Although Darius was successful militarily, his greatest achievement was the creation of an effective administration for the empire. According to Herodotus, as soon as peace was established Darius set up 20 satrapies, or administrative districts. In each of the satrapies he established tax systems and recruitment requirements for his armies. He also built systems of royal roads and set up along them places where a change of horses, food, and lodging could be found for those moving about the empire. With such a far-flung empire the satraps in charge of each satrapy had to operate with a significant degree of independence from the central government. However, that independence had the potential to threaten the emperor’s control, and Darius set up a system of inspectors known as the “king’s eyes” whose job it was to check on the effectiveness and loyalty of the satraps. The improved road system and the construction of massive military granaries allowed for a large army and for the army to move about the empire with relative ease. In addition, Darius built a canal, completed in 498 b.c.e., connecting the Nile with the Red Sea, and thereby the Persian Gulf, which allowed trade by ship to go on across the width of the empire.
The building of roads also benefi ted trade and building projects in that materials could be more easily brought from distant parts of the empire to the place of construction. Palace cities were built in Susa and at Persepolis, the new Persian capital, and the construction of both probably benefited from the increased access to materials from other parts of the empire. Even today the ruins of Persepolis suggest something of its former glory as the ceremonial capital of the empire. Each spring the most important of the rites, the New Year Ceremony, was enacted in Persepolis, and annual tribute was received from ambassadors representing every part of the empire.
Darius followed Cyrus’s example with a religious policy tolerant of a wide variety of gods. By way of example, in September 518 b.c.e. Darius visited Egypt, and Egyptian inscriptions record how he gave precious gifts to the key temples and paid homage to many of the most important gods. Similarly, we have evidence of his offering sacrifices to Babylonian and Elamite gods and to the Greek god Apollo, who, as a god of wisdom, was taken as the Greek counterpart of the Persian high god Ahuramazda. His religious policy is also illustrated by the case of the Jews who had been promised funds by Cyrus to rebuild the Temple in Jerusalem. Opposition by the Samaritans had prevented this, and the Bible records how the Jews petitioned Darius to look through the palace archives to find Cyrus’s original decree and thereby to prove the legitimacy of their project. Darius found the decree and gave his permission for the reconstruction of the Jerusalem temple, which began in 515 b.c.e.
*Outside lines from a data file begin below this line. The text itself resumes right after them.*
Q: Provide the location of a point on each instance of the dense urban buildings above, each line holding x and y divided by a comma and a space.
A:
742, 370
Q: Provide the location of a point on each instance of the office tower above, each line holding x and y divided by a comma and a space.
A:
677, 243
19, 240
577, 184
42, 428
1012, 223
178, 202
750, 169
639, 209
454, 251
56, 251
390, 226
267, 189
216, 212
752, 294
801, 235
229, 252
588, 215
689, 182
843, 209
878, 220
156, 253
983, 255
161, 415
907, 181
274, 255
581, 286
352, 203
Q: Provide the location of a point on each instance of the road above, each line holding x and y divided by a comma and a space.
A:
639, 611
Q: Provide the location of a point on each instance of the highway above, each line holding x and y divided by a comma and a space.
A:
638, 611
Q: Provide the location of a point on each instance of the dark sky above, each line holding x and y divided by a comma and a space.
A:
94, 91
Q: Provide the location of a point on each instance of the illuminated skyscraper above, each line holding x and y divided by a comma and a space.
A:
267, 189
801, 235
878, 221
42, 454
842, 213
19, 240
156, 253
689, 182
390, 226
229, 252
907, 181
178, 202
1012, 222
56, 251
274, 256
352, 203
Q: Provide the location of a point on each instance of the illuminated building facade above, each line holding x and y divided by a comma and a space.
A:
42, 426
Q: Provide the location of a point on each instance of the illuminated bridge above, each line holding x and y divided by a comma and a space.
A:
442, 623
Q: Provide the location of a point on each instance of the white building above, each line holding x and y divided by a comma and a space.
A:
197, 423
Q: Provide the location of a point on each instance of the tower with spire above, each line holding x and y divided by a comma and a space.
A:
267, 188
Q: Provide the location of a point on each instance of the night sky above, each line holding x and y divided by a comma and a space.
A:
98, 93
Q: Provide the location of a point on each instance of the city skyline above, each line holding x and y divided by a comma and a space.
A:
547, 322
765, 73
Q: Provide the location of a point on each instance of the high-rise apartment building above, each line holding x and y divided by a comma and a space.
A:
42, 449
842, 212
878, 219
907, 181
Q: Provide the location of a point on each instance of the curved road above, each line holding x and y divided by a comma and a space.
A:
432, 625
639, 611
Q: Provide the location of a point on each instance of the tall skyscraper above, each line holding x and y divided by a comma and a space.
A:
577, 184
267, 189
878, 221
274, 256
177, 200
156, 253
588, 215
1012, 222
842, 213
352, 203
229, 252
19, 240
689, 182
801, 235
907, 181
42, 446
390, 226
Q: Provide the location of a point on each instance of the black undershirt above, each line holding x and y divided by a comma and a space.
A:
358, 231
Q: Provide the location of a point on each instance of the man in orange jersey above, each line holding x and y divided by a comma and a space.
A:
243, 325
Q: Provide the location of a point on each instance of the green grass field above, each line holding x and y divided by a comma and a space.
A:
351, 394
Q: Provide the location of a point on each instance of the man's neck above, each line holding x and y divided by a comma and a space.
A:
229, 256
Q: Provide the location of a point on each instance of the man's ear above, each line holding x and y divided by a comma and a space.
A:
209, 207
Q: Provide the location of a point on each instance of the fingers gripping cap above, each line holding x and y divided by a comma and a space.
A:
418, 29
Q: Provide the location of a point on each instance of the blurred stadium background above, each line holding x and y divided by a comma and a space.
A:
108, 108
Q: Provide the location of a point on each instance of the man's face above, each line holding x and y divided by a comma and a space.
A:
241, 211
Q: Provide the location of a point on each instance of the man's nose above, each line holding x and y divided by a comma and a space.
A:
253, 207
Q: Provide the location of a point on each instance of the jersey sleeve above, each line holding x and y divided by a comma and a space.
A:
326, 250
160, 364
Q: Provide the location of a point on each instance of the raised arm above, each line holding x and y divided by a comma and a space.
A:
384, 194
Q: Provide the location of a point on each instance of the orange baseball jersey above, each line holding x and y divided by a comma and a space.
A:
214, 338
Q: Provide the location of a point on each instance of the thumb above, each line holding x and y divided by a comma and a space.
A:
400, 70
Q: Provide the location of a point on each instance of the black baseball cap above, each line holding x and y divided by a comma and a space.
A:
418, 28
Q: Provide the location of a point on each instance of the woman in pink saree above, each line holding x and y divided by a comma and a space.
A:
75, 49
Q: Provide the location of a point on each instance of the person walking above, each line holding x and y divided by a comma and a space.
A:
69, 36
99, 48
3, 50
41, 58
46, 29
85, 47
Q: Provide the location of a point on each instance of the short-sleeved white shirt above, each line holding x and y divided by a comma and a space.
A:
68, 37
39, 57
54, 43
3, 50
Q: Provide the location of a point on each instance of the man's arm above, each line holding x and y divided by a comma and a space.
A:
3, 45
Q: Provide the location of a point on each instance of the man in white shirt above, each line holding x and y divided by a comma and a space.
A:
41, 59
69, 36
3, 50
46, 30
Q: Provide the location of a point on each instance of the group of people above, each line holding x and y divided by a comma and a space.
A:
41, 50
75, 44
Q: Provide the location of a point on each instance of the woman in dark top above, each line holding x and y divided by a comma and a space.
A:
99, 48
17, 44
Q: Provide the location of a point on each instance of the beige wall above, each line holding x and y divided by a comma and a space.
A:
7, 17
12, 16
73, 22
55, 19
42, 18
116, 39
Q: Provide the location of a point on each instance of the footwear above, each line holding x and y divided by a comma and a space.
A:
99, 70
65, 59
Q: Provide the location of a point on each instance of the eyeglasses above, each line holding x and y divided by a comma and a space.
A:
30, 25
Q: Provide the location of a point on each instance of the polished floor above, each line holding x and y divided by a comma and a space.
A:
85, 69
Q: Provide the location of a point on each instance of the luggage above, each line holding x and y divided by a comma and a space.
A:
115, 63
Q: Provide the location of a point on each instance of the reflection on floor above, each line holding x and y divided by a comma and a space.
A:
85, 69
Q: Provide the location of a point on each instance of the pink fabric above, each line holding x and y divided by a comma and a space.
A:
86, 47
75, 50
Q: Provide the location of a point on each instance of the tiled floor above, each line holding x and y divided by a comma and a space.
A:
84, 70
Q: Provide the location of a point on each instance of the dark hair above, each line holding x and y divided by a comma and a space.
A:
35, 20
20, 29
In 499 b.c.e. the Greek cities in Asia Minor rebelled, and it took fi ve years for the Persians to regain control of the region. In 490 b.c.e. Darius sent out another expedition, this time against the European part of the Greek-speaking world. The Persians captured a number of Greek islands and then landed at Marathon, some miles from Athens. The famous Battle of Marathon, though paraded by the Greeks as their victory, was not a full one since from that time on the Persians controlled the Aegean Sea and set this as their westernmost boundary. In November 486 b.c.e. Darius died at the age of 64. Starting with a loose collection of provinces, he had created a strong and well-organized empire to hand on to his successor Xerxes, the eldest son of his first wife.